Recognizing the Early Signs
Infants with thalassemia often exhibit symptoms that closely resemble iron deficiency anemia, making early diagnosis challenging. Common indicators include chronic fatigue, pale skin, and poor feeding. However, unlike typical nutritional anemia, thalassemia is inherited and cannot be corrected with dietary changes or iron supplements alone.
Physical and Clinical Manifestations
In more noticeable cases, babies may develop jaundice—yellowing of the skin and eyes—caused by the rapid breakdown of abnormal red blood cells. This hemolysis can also lead to hepatosplenomegaly, an enlargement of the liver and spleen, as these organs work overtime to filter out damaged cells.
Diagnostic Approaches for Infant Thalassemia
To confirm a diagnosis, healthcare providers rely on comprehensive hematological testing.
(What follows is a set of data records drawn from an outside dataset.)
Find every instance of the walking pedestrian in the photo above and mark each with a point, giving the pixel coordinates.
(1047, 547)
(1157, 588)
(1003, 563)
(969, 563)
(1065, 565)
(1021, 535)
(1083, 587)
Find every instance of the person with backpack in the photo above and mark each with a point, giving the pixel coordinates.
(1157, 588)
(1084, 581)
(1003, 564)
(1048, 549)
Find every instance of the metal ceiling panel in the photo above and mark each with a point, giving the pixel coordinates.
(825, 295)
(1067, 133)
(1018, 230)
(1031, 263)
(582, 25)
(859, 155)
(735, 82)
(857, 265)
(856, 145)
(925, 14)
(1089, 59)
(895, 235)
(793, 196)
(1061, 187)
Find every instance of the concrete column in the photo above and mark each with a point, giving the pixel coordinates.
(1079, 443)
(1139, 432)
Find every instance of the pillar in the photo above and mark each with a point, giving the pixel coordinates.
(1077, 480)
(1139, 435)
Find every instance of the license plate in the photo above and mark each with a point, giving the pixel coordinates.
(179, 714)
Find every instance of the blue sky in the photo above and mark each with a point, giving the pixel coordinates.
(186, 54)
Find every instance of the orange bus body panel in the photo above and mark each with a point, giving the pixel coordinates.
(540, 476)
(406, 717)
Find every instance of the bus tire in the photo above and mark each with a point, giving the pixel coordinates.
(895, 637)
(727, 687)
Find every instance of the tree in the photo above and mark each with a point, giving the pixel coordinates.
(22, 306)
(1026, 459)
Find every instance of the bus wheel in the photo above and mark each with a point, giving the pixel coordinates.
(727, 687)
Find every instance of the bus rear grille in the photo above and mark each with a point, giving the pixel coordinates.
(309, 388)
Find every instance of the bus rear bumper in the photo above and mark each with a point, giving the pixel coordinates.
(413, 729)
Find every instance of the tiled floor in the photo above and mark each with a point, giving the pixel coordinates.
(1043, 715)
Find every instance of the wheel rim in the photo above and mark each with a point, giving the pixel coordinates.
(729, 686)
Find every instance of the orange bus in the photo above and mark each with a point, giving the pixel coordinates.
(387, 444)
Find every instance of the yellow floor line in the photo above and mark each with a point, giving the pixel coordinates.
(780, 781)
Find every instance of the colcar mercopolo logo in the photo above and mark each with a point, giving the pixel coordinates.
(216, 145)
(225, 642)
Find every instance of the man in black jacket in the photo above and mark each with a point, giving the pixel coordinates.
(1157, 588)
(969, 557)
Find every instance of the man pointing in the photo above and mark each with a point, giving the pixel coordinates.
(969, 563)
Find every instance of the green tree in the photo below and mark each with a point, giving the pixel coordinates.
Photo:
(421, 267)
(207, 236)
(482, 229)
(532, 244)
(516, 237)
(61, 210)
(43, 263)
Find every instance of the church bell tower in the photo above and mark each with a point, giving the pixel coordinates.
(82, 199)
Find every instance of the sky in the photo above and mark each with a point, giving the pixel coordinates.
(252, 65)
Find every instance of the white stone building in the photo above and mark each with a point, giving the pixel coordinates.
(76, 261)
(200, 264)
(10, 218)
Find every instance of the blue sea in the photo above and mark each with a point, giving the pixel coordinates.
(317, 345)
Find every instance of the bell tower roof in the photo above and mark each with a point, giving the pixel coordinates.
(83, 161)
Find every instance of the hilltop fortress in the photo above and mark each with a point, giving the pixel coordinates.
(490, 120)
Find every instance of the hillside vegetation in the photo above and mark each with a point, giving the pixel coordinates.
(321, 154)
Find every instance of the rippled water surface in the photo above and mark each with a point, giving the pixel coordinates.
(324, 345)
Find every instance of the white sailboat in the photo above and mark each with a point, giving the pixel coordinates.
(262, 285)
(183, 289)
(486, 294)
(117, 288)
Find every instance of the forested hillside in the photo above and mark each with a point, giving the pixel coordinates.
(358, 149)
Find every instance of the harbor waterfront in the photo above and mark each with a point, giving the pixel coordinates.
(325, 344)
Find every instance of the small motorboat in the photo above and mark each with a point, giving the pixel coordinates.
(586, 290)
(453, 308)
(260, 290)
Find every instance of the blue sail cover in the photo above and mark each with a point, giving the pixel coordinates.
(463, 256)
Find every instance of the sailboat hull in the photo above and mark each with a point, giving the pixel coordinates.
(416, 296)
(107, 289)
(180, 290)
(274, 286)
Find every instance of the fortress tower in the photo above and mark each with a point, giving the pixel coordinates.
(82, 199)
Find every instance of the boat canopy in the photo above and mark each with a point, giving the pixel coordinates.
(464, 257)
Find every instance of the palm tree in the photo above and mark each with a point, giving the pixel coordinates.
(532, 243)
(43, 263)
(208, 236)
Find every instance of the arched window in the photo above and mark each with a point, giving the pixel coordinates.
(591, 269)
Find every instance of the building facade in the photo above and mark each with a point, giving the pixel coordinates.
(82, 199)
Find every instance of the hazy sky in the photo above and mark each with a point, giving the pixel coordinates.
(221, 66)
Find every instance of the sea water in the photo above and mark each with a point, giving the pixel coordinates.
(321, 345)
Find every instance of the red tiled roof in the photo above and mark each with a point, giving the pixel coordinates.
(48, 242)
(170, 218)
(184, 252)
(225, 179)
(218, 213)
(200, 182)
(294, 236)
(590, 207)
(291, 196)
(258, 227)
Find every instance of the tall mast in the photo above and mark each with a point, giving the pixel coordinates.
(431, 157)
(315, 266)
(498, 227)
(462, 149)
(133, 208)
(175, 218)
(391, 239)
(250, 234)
A complete blood count (CBC) typically reveals normal or decreased hemoglobin levels alongside elevated or normal reticulocyte counts, indicating the body's attempt to produce more red blood cells.
Key laboratory findings include:
- Abnormal red blood cell morphology, such as target cells (cells with a bullseye appearance)
- Reduced osmotic fragility—the red blood cells are more resistant to bursting in hypotonic solutions
- Anisocytosis and poikilocytosis—variations in red blood cell size and shape
Bone Marrow and Hemoglobin Analysis
Bone marrow examination often shows hypercellularity with erythroid hyperplasia, meaning there is increased activity in the red blood cell-producing lineage. Additionally, hemoglobin electrophoresis plays a crucial role in identifying abnormal hemoglobin variants, such as elevated HbA2 or HbF levels, which are hallmark signs of thalassemia traits or disease.
Early detection through newborn screening programs and genetic counseling for at-risk families can significantly improve long-term outcomes. With proper medical management—including possible blood transfusions, iron chelation therapy, and in severe cases, stem cell transplantation—children with thalassemia can lead healthier, more active lives.